Easy option would be to write your own udf which can catch corner cases,
etc ..
But assuming your data strictly follows what you mentioned, something
like this might help (illustrative only !) :
pets = load 'pets.txt' USING PigStorage(';') AS (pet_id:chararray,
pet_type:chararray, pet_name:chararray);
people = load 'peoples.txt' USING PigStorage(';') AS (user:chararray,
ids:chararray);
people_t = FOREACH people GENERATE user, STRSPLIT(ids, ',');
-- STRSPLIT returns a tuple, not a bag : so convert to bag and flatten it.
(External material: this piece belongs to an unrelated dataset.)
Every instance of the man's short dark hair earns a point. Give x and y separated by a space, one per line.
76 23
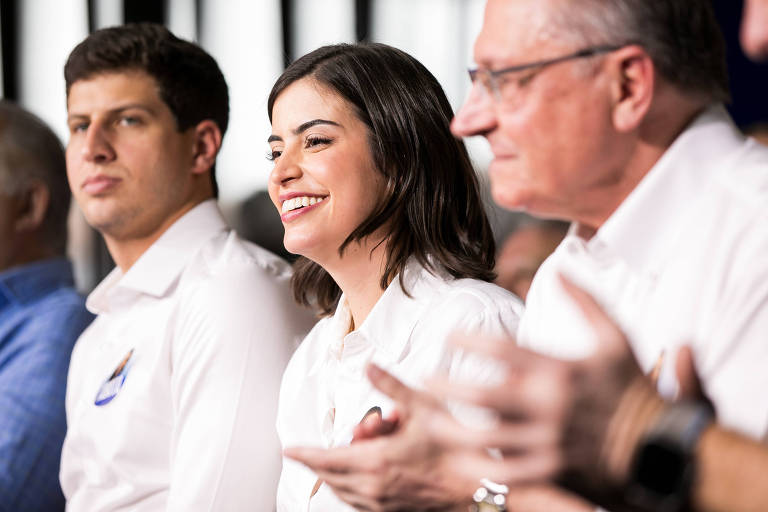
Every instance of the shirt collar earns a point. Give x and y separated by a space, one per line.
160 266
648 222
people_reqd = FOREACH people_t GENERATE user, FLATTEN(TOBAG($1)) as
(user_pet_id);
reqd_op = JOIN people_reqd BY user_pet_id, pets BY pet_id PARALLEL
$MY_PARALLEL;
reqd_op should contain what you need ...
Regards,
Mridul
On Tuesday 10 May 2011 03:00 PM, Vincent wrote:
Hello dear Pig users,
*I am loading a file with the following format:*
*$ cat peoples.txt
tom;1234,4567,6
anna;27894*
First field is a name, second field is a concatenation of an unknown number
of pets ids.
*I would like to JOIN this file with another one:*
*$ cat pets.txt
1234;dog;cocker
4567;mouse;usa
6;cat;persian
27894;cat;manx
*Fields are pet's id, pet's type, pet's race.
*
to get the following result:*
*1234;dog;cocker;tom
4567;mouse;usa;tom
6;cat;persian;tom
27894;cat;manx;anna*
*Problem is that I don't know how to convert a tuple of fields to lines,
i.e. to put the file peoples.txt into the following intermediate format:*
*tom,1234
tom,4567
tom,6
anna,27894*
Thanks in advance for your help!
Vincent Hervieux